What's with everyone using exclamation marks in the middle of words? Isn't that what spaces or hyphens are for?

It's a fanfiction convention - descriptor!Character is the standard version.

But doesn't English already have a perfectly good convention? Why write "invisible!Batman" when you can write "invisible Batman" and be understood by Muggles?

Because with fanfiction!English, you get to have neat jargon that makes you feel like part of an in-group. (Which is not a notion to be dismissed out of hand)

Is that meant to be a justification or merely an explanation?

[-][anonymous]12y60

Also, often certain variants of description!Character take on a life of their own, outside of the generic "description Character" description.

For instance, fat!Vriska draws some of her vindictiveness from being overweight, whereas a fat Vriska may not.

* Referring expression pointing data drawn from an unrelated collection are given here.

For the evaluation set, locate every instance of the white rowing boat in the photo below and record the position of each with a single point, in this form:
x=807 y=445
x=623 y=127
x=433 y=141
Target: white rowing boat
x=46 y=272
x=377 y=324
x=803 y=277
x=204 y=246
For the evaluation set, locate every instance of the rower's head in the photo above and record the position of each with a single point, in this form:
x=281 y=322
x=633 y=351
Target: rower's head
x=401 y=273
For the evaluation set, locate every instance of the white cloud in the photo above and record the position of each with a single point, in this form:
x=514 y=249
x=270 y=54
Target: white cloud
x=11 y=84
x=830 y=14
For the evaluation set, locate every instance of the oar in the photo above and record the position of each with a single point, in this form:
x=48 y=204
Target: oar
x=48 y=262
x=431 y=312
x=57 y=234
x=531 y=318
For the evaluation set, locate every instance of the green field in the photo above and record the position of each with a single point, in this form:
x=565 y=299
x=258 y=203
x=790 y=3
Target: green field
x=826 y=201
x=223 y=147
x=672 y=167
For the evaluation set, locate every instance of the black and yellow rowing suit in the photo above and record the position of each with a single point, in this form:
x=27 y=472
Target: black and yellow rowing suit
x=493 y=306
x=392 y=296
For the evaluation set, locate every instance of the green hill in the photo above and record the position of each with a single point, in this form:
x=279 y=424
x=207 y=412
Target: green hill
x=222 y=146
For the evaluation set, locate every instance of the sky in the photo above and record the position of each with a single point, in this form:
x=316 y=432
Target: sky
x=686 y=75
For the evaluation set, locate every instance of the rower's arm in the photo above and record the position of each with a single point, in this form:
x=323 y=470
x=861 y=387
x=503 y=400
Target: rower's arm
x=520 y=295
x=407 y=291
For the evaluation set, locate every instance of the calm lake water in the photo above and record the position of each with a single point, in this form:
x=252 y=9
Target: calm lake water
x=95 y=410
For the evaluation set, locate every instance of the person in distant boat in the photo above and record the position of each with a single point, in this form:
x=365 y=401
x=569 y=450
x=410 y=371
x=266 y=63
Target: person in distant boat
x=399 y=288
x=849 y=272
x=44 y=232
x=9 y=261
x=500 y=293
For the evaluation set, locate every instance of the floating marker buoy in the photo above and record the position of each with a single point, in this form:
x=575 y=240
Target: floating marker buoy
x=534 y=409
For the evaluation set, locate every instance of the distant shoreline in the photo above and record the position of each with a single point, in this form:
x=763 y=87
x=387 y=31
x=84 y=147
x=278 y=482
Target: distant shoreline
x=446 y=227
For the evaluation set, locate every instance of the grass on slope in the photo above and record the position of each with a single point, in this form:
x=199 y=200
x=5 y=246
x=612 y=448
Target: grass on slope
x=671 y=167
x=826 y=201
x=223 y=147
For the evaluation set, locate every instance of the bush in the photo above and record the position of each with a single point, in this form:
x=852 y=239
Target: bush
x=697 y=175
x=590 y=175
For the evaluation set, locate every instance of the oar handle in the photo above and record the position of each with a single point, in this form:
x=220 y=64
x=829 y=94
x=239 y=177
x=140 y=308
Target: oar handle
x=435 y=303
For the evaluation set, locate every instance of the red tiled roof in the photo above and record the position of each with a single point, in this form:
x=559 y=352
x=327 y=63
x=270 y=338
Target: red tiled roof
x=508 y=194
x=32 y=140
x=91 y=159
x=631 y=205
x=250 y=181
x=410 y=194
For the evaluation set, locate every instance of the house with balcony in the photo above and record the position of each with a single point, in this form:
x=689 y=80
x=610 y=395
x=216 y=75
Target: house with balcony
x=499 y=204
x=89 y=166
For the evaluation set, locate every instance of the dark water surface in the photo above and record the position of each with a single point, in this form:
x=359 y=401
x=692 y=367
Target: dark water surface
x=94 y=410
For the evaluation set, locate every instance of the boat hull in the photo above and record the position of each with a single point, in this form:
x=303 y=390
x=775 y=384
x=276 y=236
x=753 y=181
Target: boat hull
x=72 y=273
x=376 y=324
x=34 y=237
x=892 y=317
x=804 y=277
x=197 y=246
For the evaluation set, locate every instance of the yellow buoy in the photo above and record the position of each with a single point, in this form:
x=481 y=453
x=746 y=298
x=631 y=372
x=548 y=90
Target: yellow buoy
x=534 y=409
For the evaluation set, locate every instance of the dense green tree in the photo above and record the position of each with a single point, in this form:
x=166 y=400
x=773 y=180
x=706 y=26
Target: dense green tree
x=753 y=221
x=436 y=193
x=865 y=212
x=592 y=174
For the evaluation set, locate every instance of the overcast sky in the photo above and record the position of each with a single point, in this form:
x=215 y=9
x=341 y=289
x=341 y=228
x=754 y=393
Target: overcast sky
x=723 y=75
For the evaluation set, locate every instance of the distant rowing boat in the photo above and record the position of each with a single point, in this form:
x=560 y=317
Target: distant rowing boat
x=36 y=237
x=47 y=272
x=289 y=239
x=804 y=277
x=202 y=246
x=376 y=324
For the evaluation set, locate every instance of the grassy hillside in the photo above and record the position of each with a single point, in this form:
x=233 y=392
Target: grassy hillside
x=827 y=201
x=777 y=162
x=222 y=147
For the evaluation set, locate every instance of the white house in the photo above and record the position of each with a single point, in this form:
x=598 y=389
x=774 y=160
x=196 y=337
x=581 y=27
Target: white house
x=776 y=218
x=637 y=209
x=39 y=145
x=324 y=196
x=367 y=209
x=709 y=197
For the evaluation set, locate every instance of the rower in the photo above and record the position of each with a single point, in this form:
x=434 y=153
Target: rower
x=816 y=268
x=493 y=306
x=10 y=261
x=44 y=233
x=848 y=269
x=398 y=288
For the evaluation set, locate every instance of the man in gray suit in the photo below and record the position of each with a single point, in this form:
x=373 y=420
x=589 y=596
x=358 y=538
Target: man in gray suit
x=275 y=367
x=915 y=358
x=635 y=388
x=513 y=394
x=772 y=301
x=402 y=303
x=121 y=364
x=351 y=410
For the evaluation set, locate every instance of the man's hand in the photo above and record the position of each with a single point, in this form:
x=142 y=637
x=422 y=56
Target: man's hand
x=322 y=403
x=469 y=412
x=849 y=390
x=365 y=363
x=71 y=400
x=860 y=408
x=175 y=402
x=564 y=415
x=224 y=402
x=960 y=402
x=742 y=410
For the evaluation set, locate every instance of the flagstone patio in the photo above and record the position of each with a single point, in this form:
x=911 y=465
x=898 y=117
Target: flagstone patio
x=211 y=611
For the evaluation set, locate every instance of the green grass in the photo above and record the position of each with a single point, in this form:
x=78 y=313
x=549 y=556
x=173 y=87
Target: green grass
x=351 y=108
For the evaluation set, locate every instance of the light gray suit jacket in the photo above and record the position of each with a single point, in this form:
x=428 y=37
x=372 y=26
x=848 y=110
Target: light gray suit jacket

Part of a justification. (Perturbation's answer is also relevant)

[-][anonymous]12y70

I think it's also meant to signify either the primary defining feature of the character or the way that the theme of the fanfiction differs from the source. You would probably not write a story about invisible!Batman (assuming that can't be fleshed out to to be the actual theme of a story), but instead (say) Dark!Batman for a story that is darker than normal Batman stories (Batman himself need not be dark; perhaps Barbara Gordon decides killing the Joker through bludgeoning him to death publicly in front of city hall is the best way to restore order to Gotham).

Alternatively, you could write a story with Detective!Batman for a story that focuses on Batman's use of detective work (CSI-style fic) to try and solve mysteries. The ! tag is acting as little more than "Detective Batman" would, but with the understanding that Batman being a detective is what the story is mainly about.

In the first case, the ! tag does act in shorthand to describe the story's main idea, but I agree that the second case is iffy.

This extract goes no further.